Perhaps one of the better titles to be released by Valve, it’s a highly entertaining emotional rollercoaster ride, one that will give you high hopes and later crush them. Portal 2 features a fantastic, engaging, hilarious plot (and soundtrack) with many twists and turns. Ironically, this game forces you to think with portals as many levels will leave you shaking your head is disbelief when a puzzle that should theoretically only take 5 minutes takes you more than 15. It certainly leaves a satisfying feeling when completing a complex puzzle. Released in 2011, this game stands out from the usual crowd. Featuring a female protagonist by the name of Chell and a few helpful (or not so helpful) robot companions, GLaDOS and Wheatley, you attempt to transverse yourself out of the Aperture Science lab testing facility.

Chell is portrayed as a strong willed and intelligent woman. The game steers away from hypersexualising Chell by avoiding somewhat “traditional” Lara Croft style clothing i.e. skintight latex, overly short shorts and/or a tight hugging bikini. Instead, Chell is represented wearing a plain orange jump suit which is an unobtrusive representation of the female protagonist. Most players progress through the game unaware that they are assuming the role of a female. Players only catch a glimpse of Chell when looking through portals as well as other reflective materials such water and glass. Both GLaDOS and Wheatley are treated in a similar fashion where gender plays very little significance, mainly because they are bots although this does change in the latter part of the game. We can differentiate between the two by both voices and attitudes, but not by outside looks.

The writers at Valve provide a very interesting balance of power between the three characters. Choosing to represent female conflict by using emotional forms of abuse whilst avoiding any form of physical contact remains true with the stereotypes about women; they are cunning creatures. While in the latter half of the game, Valve took a feministic approach totally changing the dynamics of the game in which both Chell and GLaDOS form a working relationship and team against the common enemy, Wheatley. Wheatley is the only male character in the game. He transforms GLaDOS into a potato and attempts to murder Chell. This portrays both control and dominance that can be seen as subjectify women, either in reality or in the virtual world. From a feminist point of view, this form of behaviour is exactly what makes women put aside their differences (something which males can’t do) and team up against the common enemy, proving once and for all that women are the stronger of the two sexes.
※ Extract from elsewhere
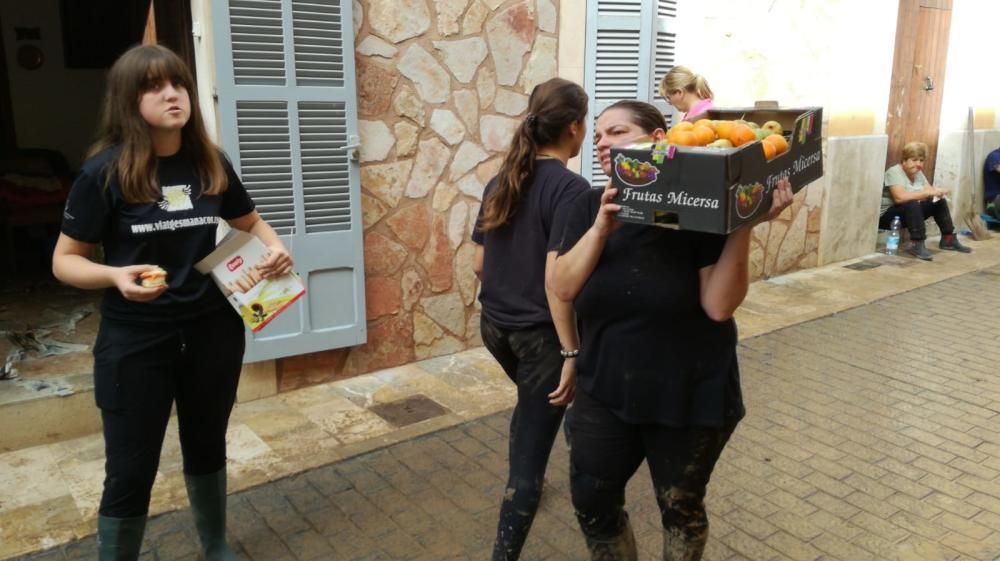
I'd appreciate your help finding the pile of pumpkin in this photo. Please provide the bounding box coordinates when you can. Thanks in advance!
[667,119,788,160]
Chell and GLaDOS are the two perfect examples of the two sides of femininity; Chell the domestic icon whereas GLaDOs represents the progressive, intelligent working woman. By killing GLaDOS, Chell can be seen as the dutiful “safe” woman conquering the “dangerous” feminist” (//

Game 4: Bulletstorm

This is easily one of the most fun games I’ve played in quite some time. The gameplay is just absolute effin amazing fun! Coupled with an engaging storyline and a hilarious script, this game is definitely a game that I’ll be coming back to play just for pure entertainment. Although short, this game in no way becomes repetitive as your environment, enemies and weapons is ever changing.

Get it for the singleplayer as multiplayer is completely consolised, meaning that, it uses a matchmaking system which takes forever to connect. The only positive I can take from it is that you can choose to play with friends. It’s another game that Microsoft has again managed to ruin with their GFWL.